Supreme Court of New York, Second Department

February 8, 2017

Jonathan Zuniga, et al., respondents,
v.
BAC Home Loans Servicing, L.P., etc., appellant. Index No. 3999/13

          Bryan Cave, LLP, New York, NY (Suzanne M. Berger and Catherine E. Welker of counsel), for appellant.

          David J. Broderick, P.C., Forest Hills, NY (Kenneth R. Berman of counsel), for respondents.

          CHERYL E. CHAMBERS, J.P., JOSEPH J. MALTESE, BETSY BARROS, FRANCESCA E. CONNOLLY, JJ.

          DECISION & ORDER

         In an action, inter alia, pursuant to RPAPL article 15 to quiet title to real property, the defendant appeals from an order of the Supreme Court, Nassau County (Brown, J.), dated September 2, 2014, which denied its motion pursuant to CPLR 3211(a)(7) or, in the alternative, pursuant to CPLR 3212, to dismiss the complaint and for leave to enter a default judgment on its counterclaim for sanctions.

         ORDERED that the order is modified, on the law, by deleting the provision thereof denying that branch of the defendant's motion which was pursuant to CPLR 3211(a)(7) to dismiss the complaint, and substituting therefor a provision granting that branch of the motion to the extent of dismissing the plaintiff's sole cause of action except insofar as it is predicated on the allegation that the subject promissory note has been satisfied, and otherwise denying that branch of the motion; as so modified, the order is affirmed, with costs to the defendant.

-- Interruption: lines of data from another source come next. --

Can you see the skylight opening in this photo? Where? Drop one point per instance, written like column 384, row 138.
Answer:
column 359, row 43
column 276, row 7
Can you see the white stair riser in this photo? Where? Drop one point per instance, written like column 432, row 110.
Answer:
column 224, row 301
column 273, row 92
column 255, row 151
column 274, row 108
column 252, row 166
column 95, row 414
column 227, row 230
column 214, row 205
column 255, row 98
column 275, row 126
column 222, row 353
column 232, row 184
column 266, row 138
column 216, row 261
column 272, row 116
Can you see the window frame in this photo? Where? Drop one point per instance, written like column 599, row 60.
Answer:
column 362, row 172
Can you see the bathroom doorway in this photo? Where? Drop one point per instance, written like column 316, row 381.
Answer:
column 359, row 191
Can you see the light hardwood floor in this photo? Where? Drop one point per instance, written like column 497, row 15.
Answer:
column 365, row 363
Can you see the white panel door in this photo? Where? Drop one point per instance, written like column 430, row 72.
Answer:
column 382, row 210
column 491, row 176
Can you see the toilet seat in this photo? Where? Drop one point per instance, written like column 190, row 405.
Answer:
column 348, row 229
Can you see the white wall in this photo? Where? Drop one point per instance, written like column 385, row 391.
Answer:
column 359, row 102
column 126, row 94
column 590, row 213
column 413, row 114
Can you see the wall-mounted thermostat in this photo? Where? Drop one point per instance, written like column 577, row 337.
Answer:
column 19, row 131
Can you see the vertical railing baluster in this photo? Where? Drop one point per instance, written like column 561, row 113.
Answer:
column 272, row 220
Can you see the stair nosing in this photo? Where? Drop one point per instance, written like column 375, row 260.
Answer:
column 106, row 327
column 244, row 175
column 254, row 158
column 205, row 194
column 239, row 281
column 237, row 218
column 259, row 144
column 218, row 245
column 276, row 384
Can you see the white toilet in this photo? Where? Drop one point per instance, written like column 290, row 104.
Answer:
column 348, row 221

         In this action pursuant to RPAPL article 15, the plaintiffs seek to cancel a mortgage against their premises, alleging, inter alia, that the trading of the mortgage independent of the promissory note "voided and nullified" the mortgage, that a 2010 assignment of the mortgage, independent of the note, was a nullity, and that the promissory note has been satisfied. The defendant moved, inter alia, pursuant to CPLR 3211(a)(7) to dismiss the complaint.

         In considering a motion to dismiss pursuant to CPLR 3211(a)(7), the court is required to accept the facts as alleged in the complaint as true, accord the plaintiffs the benefit of every favorable inference, and determine only whether the facts as alleged fit within any cognizable legal theory (see Leon v Martinez, 84 N.Y.2d 83, 87-88; Acocella v Wells Fargo Bank, N.A., 139 A.D.3d 647; Bayview Loan Servicing, LLC v White, 134 A.D.3d 755; Pirrelli v OCWEN Loan Servicing, LLC, 129 A.D.3d 689; Jahan v U.S. Bank N.A., 127 A.D.3d 926; Benson v Deutsche Bank Natl. Trust, Inc., 109 A.D.3d 495). Although the facts pleaded are presumed to be true and are to be accorded every favorable inference, "bare legal conclusions as well as factual claims flatly contradicted by the record are not entitled to any such consideration" (Everett v Eastchester Police Dept., 127 A.D.3d 1131, 1132).

         To maintain a cause of action to quiet title, a plaintiff must allege actual or constructive possession of the property and the existence of a removable cloud on the property, which is an apparent title to the property, such as in a deed or other instrument, that is actually invalid or inoperative (see RPAPL 1515; Acocella v Wells Fargo Bank, N.A., 139 A.D.3d at 649; Acocella v Bank of N.Y. Mellon, 127 A.D.3d 891; Barberan v Nationpoint, 706 F.Supp.2d 408, 418 [US Dist Ct, S.D. NY]).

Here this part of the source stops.